What the Loan Balance Means When Buying a Car
Your existing car loan balance will impact the price of the vehicle you can afford because you have to pay off that car loan. It's an additional expense on top of the insurance, gas, and new monthly car payment, and it will be a factor in determining your eligibility for a new car loan. Use this information to guide your car shopping.
If you own a vehicle that you purchased with financing but are looking to trade it in for a new one, it’s important to know what your loan balance is before you ever walk onto the dealership lot. You want your trade-in price to cover the loan balance, at a minimum.
Outstanding Loan Balance
An outstanding loan balance is usually not a good thing and typically refers to a past-due amount. If you are late on your loan payments, you will receive a notice that could refer to this past-due amount. It can include some stiff penalty fees, depending on your lender's loan terms.

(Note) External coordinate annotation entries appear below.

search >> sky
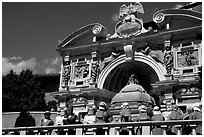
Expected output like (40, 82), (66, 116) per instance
(2, 2), (189, 75)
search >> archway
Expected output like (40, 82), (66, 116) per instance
(98, 53), (166, 92)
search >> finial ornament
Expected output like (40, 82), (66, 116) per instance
(110, 2), (150, 39)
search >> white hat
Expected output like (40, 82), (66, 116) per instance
(121, 102), (129, 107)
(153, 106), (159, 111)
(153, 106), (161, 115)
(99, 101), (106, 107)
(193, 107), (200, 111)
(138, 105), (147, 112)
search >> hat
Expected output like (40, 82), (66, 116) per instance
(193, 103), (200, 111)
(138, 105), (147, 112)
(44, 111), (51, 115)
(153, 106), (161, 115)
(99, 102), (106, 107)
(153, 106), (159, 111)
(99, 106), (105, 110)
(121, 102), (129, 107)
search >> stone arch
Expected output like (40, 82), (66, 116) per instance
(98, 52), (166, 92)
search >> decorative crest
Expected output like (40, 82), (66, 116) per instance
(110, 2), (150, 38)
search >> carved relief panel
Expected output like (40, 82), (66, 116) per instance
(174, 42), (202, 76)
(69, 58), (91, 87)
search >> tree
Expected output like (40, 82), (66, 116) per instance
(2, 69), (46, 112)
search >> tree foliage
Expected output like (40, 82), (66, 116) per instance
(2, 69), (46, 112)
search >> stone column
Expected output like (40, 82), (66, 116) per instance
(164, 40), (173, 79)
(61, 55), (71, 89)
(90, 51), (99, 86)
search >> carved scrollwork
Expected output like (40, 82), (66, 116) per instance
(74, 64), (89, 79)
(153, 13), (165, 23)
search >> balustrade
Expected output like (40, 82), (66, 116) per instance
(2, 120), (202, 135)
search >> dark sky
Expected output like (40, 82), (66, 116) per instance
(2, 2), (190, 73)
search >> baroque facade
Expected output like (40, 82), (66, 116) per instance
(52, 2), (202, 114)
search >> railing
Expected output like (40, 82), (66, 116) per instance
(2, 120), (202, 135)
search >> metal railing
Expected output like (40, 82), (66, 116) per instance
(2, 120), (202, 135)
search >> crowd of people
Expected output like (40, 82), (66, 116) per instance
(32, 102), (202, 135)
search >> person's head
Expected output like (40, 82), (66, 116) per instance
(172, 104), (178, 110)
(121, 102), (129, 109)
(153, 106), (161, 115)
(138, 105), (147, 113)
(193, 103), (201, 111)
(99, 102), (106, 110)
(44, 111), (51, 119)
(60, 109), (64, 116)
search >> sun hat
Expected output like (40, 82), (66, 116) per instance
(138, 105), (147, 112)
(121, 102), (129, 107)
(44, 111), (51, 115)
(193, 103), (200, 111)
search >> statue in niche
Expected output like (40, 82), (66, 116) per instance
(74, 65), (89, 78)
(62, 66), (71, 86)
(164, 42), (173, 75)
(184, 51), (196, 66)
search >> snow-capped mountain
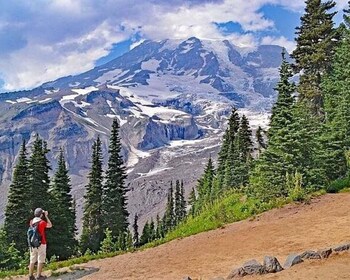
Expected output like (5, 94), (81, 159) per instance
(0, 38), (281, 228)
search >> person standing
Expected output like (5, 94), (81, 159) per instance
(29, 208), (52, 280)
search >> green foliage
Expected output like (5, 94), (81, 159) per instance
(292, 0), (340, 114)
(4, 141), (32, 253)
(99, 228), (116, 254)
(48, 150), (77, 260)
(80, 137), (104, 253)
(102, 119), (129, 241)
(326, 177), (350, 193)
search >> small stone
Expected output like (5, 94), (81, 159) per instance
(226, 267), (247, 280)
(318, 248), (333, 259)
(283, 254), (303, 269)
(263, 256), (283, 273)
(300, 251), (321, 260)
(333, 244), (350, 252)
(242, 260), (265, 275)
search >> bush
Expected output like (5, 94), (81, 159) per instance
(326, 177), (350, 193)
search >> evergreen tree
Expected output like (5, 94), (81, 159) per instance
(4, 141), (32, 253)
(132, 214), (140, 247)
(48, 149), (77, 260)
(320, 32), (350, 181)
(140, 221), (151, 246)
(81, 137), (104, 252)
(102, 119), (129, 241)
(180, 184), (187, 221)
(164, 182), (175, 233)
(188, 188), (197, 216)
(255, 125), (267, 154)
(174, 180), (182, 225)
(28, 134), (54, 213)
(292, 0), (339, 115)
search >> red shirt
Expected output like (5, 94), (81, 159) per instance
(30, 220), (47, 245)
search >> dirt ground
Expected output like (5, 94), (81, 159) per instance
(19, 194), (350, 280)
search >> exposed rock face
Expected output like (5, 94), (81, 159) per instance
(300, 251), (321, 260)
(283, 254), (303, 269)
(263, 256), (283, 273)
(318, 248), (333, 259)
(0, 38), (281, 228)
(227, 260), (266, 279)
(333, 243), (350, 252)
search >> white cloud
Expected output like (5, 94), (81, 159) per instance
(261, 36), (296, 53)
(0, 0), (304, 90)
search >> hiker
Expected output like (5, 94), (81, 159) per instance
(29, 208), (52, 280)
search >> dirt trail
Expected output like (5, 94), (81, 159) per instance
(22, 194), (350, 280)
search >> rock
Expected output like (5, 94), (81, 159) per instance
(283, 254), (303, 269)
(226, 267), (248, 280)
(318, 248), (333, 259)
(333, 244), (350, 252)
(300, 251), (321, 260)
(242, 260), (265, 275)
(263, 256), (283, 273)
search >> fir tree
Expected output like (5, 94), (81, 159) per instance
(140, 221), (151, 246)
(48, 149), (77, 260)
(81, 137), (104, 252)
(188, 188), (197, 216)
(28, 134), (54, 213)
(132, 214), (140, 247)
(292, 0), (339, 115)
(255, 125), (267, 154)
(102, 119), (129, 240)
(164, 182), (175, 233)
(4, 141), (32, 253)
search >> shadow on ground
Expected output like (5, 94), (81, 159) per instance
(47, 267), (99, 280)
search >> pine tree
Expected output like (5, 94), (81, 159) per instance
(180, 184), (187, 221)
(28, 134), (54, 213)
(292, 0), (340, 115)
(320, 32), (350, 181)
(255, 125), (267, 155)
(48, 149), (77, 260)
(140, 221), (150, 246)
(4, 141), (32, 253)
(188, 188), (197, 216)
(102, 119), (129, 241)
(132, 214), (140, 247)
(164, 182), (175, 233)
(81, 137), (104, 252)
(174, 180), (182, 225)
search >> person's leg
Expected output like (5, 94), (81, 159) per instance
(29, 248), (38, 277)
(37, 244), (46, 278)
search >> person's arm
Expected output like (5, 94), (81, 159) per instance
(44, 211), (52, 228)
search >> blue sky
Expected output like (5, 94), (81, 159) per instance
(0, 0), (347, 92)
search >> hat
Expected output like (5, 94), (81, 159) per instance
(34, 208), (44, 217)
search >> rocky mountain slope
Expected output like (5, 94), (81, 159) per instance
(0, 38), (281, 226)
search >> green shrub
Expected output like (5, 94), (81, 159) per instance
(326, 177), (350, 193)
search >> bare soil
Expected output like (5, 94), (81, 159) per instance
(19, 193), (350, 280)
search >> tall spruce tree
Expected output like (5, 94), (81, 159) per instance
(80, 137), (104, 252)
(132, 214), (140, 247)
(48, 149), (77, 260)
(102, 119), (129, 239)
(163, 182), (175, 233)
(292, 0), (340, 115)
(4, 140), (32, 253)
(28, 134), (50, 213)
(320, 27), (350, 181)
(250, 49), (295, 200)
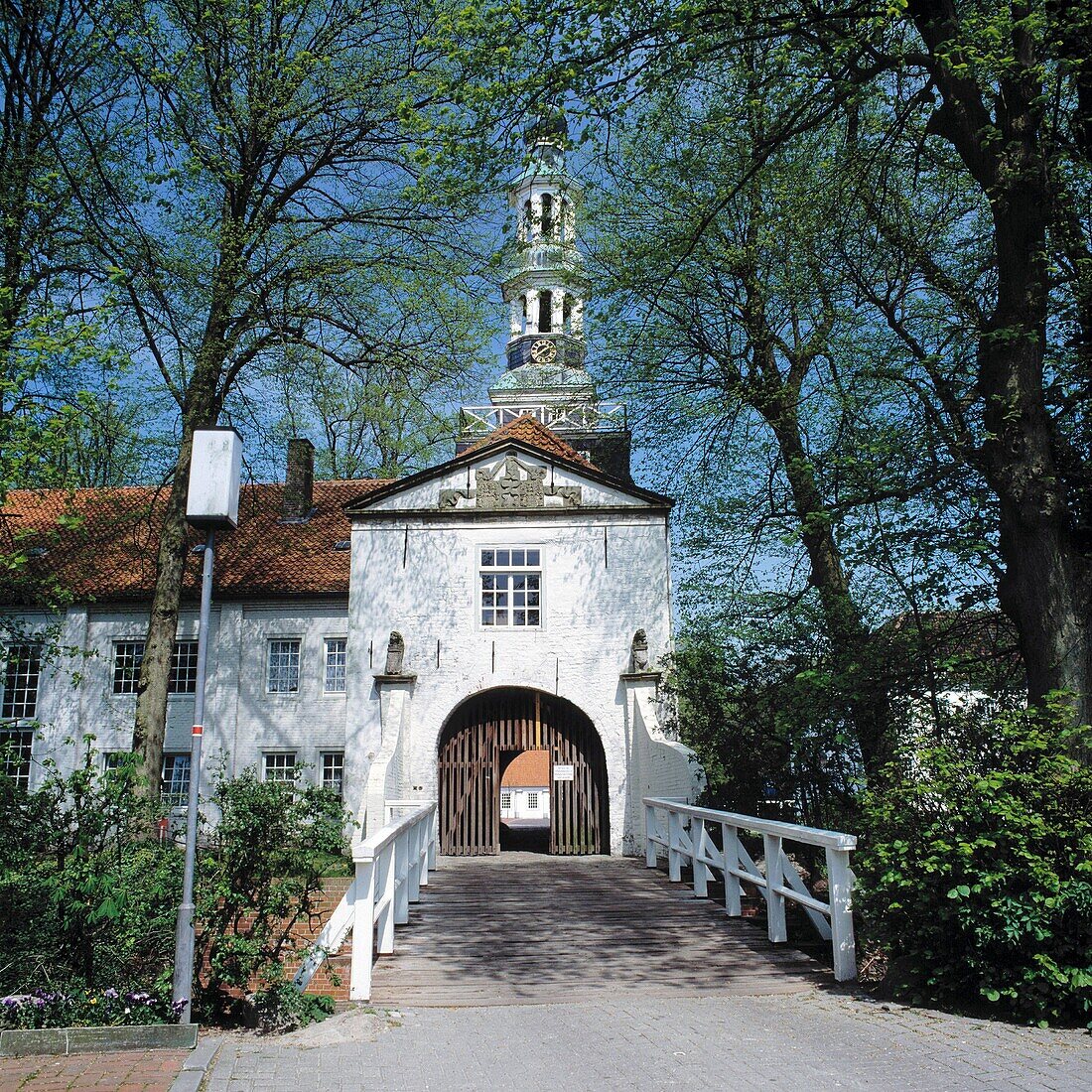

Sometimes, "outstanding balance" simply means the remaining balance in its entirety. This is a neutral use of the term and is nothing to worry about.
Best Loan Calculators
If you cannot find your loan statement, you will need to know a few details about your loan to calculate your loan balance. Use a traditional loan calculator and input the remaining time left on your loan, your monthly payment, and your interest rate. Of course, you can also call your lender or check your account online to get an accurate statement of your loan balance.
Or get straight to the number you are looking for with a loan balance calculator.
Trading in a Car with a Loan Balance
Typically, it is not a problem to trade in a car even if you have a remaining loan balance. If the value being offered on your vehicle is higher than the amount you owe, you will come out ahead. You can then pay off your loan and use the remaining balance towards your new car purchase.
Some different options are available for you if you owe more than the dealership is willing to pay for your trade-in. You have the opportunity to pay off the remaining balance on your own, or you might be able to roll your remaining balance into your newly financed car loan.
Rolling over your loan balance will almost certainly put you upside down on your new car loan, meaning the loan is larger than what your vehicle is worth.
Being underwater on a loan is never a good idea, and having an upside-down car loan will often be more headache than it's worth, requiring additional insurance and stress. If you do have to roll over your loan balance, you will need to work hard to pay down the balance quickly.
Of course, it is best to avoid all of this by purchasing a vehicle you can afford to pay off before you trade it in for a newer one. Adding hundreds or thousands of dollars to the price of your new ride isn’t any fun.